- The Washington Times - Wednesday, January 8, 2003

This cowboy rides into the sunset East Coast-style: black felt cowboy hat, pointy-toed boots and a white bandanna.
And New Yorkers love it.
Jessie Wise, a founding member of the Federation of Black Cowboys, takes particular pride in introducing inner-city children to horses and history especially the black influence in the Old West.
"The community loves us," said Mr. Wise, 62, who sports a Western-style handlebar mustache and runs a construction company.
Federation members roam through the city, teaching children how to ride, care for and handle horses, appearing at major events as well as fairs, picnics and schools.
There is no official dress code, but members look the part in tight jeans, leather belts, boots and wide-brimmed hats.
The federation was formed in 1994 to promote the history of black cowboys, whose contribution to Western lore has been obscured by more heralded frontier figures, including gunslinging lawman Wyatt Earp and prairie pundit Will Rogers.
But according to the federation's Web site, the West also was built by the likes of Nat Love, known as Deadwood Dick, who was born in a Tennessee slave cabin and worked as a cowboy and in the rodeo; and Mary Fields, known as Stagecoach Mary, who in 1885 ran a stagecoach line.
"Usually on TV, it's about whites," said Ellis Bryan, 16, of Brooklyn. "I didn't know black cowboys existed until I met them."
That came after driving past the Cedar Lane stables in Queens with his parents. "I'd look out the window and see these horses and kids running around and having fun," he said.
Since his first visit two years ago, Ellis has become a regular, learning to ride and groom horses.
At Cedar Lane located on 25 acres of city-owned property in the Howard Beach section of the borough the group holds parties, field trips and an annual "Rodeo Showdeo" festival.
Many of the group's 40 members are native Southerners who grew up around horses. Others are New Yorkers raised on Western films and cowboy legends, and teenagers who first learned about horses from the Black Cowboys themselves.
New Yorker Warren Small, who acts as federation spokesman, spent summers in North Carolina among tobacco crops, horses and mules. One of his early memories is of a mounted city police officer who gave him a ride through Harlem.
"You might say from that day forward, it left such an impression upon me that I just knew I was going to have a life that in some way was going to interact with a horse as well as law enforcement," said Mr.

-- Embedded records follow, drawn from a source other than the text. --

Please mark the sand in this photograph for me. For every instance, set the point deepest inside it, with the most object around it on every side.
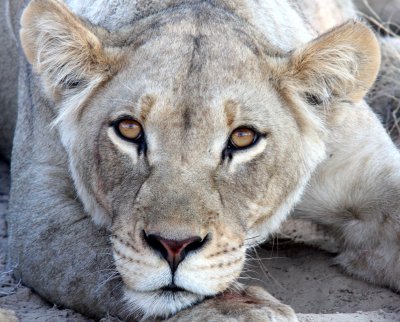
(299, 275)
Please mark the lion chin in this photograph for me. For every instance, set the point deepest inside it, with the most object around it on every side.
(163, 302)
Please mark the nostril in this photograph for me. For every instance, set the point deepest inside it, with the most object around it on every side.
(197, 244)
(174, 251)
(154, 242)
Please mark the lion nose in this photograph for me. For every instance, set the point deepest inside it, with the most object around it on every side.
(174, 251)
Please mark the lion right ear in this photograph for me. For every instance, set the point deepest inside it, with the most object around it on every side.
(63, 50)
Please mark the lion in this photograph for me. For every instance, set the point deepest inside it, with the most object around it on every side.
(187, 132)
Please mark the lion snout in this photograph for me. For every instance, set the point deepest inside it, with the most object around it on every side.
(174, 251)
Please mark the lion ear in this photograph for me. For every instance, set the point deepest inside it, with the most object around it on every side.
(343, 64)
(62, 48)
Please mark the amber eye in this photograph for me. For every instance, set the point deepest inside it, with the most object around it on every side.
(243, 138)
(129, 129)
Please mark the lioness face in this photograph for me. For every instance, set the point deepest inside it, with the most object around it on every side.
(183, 179)
(182, 142)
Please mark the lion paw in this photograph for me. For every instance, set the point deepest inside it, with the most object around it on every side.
(252, 304)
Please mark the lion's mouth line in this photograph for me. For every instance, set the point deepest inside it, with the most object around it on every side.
(173, 288)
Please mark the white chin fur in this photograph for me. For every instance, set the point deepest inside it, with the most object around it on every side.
(159, 304)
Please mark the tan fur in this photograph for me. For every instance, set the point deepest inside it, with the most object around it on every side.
(191, 75)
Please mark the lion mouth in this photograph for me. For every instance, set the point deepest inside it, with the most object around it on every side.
(172, 288)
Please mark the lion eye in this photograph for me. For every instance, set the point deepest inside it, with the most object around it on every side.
(129, 129)
(243, 138)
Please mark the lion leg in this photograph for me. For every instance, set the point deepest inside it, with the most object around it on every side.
(251, 304)
(355, 195)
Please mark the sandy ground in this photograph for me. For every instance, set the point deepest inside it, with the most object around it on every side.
(299, 275)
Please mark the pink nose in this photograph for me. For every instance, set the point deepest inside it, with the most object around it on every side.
(174, 251)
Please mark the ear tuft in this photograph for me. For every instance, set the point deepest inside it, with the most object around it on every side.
(342, 63)
(61, 48)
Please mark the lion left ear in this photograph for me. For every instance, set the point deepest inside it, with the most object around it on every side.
(342, 63)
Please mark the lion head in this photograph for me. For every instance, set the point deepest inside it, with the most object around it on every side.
(189, 136)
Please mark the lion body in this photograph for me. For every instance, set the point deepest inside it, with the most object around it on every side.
(342, 161)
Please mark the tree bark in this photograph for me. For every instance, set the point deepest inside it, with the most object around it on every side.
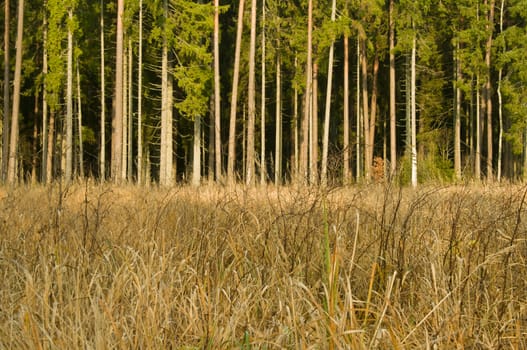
(393, 111)
(346, 142)
(325, 143)
(5, 123)
(217, 93)
(413, 114)
(140, 98)
(13, 146)
(234, 96)
(250, 166)
(79, 119)
(263, 165)
(102, 147)
(117, 120)
(304, 136)
(69, 102)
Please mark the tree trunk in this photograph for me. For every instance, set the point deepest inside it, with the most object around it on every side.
(124, 159)
(278, 134)
(413, 114)
(263, 165)
(69, 103)
(477, 158)
(325, 142)
(457, 116)
(365, 109)
(250, 166)
(358, 116)
(487, 90)
(393, 111)
(196, 153)
(304, 136)
(43, 165)
(234, 96)
(5, 123)
(313, 127)
(217, 93)
(117, 120)
(13, 147)
(79, 119)
(102, 146)
(500, 103)
(140, 99)
(130, 111)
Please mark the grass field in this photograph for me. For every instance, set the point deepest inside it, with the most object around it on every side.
(99, 267)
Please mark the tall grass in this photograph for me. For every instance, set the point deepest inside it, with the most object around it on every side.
(101, 267)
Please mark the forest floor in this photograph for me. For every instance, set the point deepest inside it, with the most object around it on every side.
(378, 266)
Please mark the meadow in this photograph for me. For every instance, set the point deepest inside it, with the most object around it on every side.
(93, 266)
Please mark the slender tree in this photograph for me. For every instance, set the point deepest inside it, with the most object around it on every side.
(117, 119)
(250, 165)
(5, 123)
(13, 144)
(234, 96)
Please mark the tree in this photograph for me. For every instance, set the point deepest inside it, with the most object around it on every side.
(13, 144)
(5, 123)
(117, 119)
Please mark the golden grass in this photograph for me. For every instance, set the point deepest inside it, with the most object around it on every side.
(101, 267)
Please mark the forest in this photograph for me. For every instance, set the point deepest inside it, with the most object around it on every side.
(266, 91)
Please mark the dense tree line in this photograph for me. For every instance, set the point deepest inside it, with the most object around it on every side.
(310, 91)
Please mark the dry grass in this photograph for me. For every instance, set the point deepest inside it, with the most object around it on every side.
(99, 267)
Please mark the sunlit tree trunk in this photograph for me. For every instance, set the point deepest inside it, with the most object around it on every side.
(43, 165)
(117, 120)
(313, 128)
(487, 89)
(13, 146)
(304, 136)
(217, 93)
(250, 166)
(346, 142)
(263, 165)
(500, 103)
(234, 96)
(413, 114)
(102, 146)
(130, 112)
(5, 123)
(140, 98)
(457, 117)
(278, 134)
(393, 111)
(196, 153)
(79, 119)
(69, 102)
(325, 143)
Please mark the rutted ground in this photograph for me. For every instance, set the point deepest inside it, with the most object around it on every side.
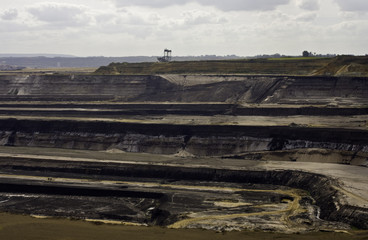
(278, 153)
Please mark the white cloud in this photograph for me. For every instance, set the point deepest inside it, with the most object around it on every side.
(228, 5)
(310, 5)
(353, 5)
(60, 14)
(306, 17)
(9, 14)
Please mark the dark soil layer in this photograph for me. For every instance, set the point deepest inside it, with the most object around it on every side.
(17, 227)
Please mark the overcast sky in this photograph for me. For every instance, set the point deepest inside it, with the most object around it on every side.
(188, 27)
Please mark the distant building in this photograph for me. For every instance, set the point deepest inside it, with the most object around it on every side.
(166, 57)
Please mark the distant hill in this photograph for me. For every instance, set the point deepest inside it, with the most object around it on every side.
(282, 66)
(64, 61)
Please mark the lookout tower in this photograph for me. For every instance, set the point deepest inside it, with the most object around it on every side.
(166, 57)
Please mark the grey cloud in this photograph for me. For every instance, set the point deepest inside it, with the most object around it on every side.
(65, 14)
(353, 5)
(307, 17)
(10, 14)
(311, 5)
(227, 5)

Small, 57, a court officer.
Inspired, Mr. Small began studying the history of the nation's black cowboys; today, he is an expert.
"We let the kids know that we didn't just start involving ourselves with this because we knew about Hopalong Cassidy or Roy Rogers or so forth," Mr. Small said. "We were those cowboys."
Phil Roberts, a University of Wyoming history professor, says black cowboys became common after the Civil War, and that some figured prominently in the Old West as rodeo cowboys or members of all-black cavalry units known as "Buffalo Soldiers."
Back east, though, their legacy remains largely unknown.
"I always wanted to be a cowboy," said Don Rouse, 48, a retired corrections officer. "People said, 'You're crazy. There are no cowboys in New York.' We've made them out to be liars."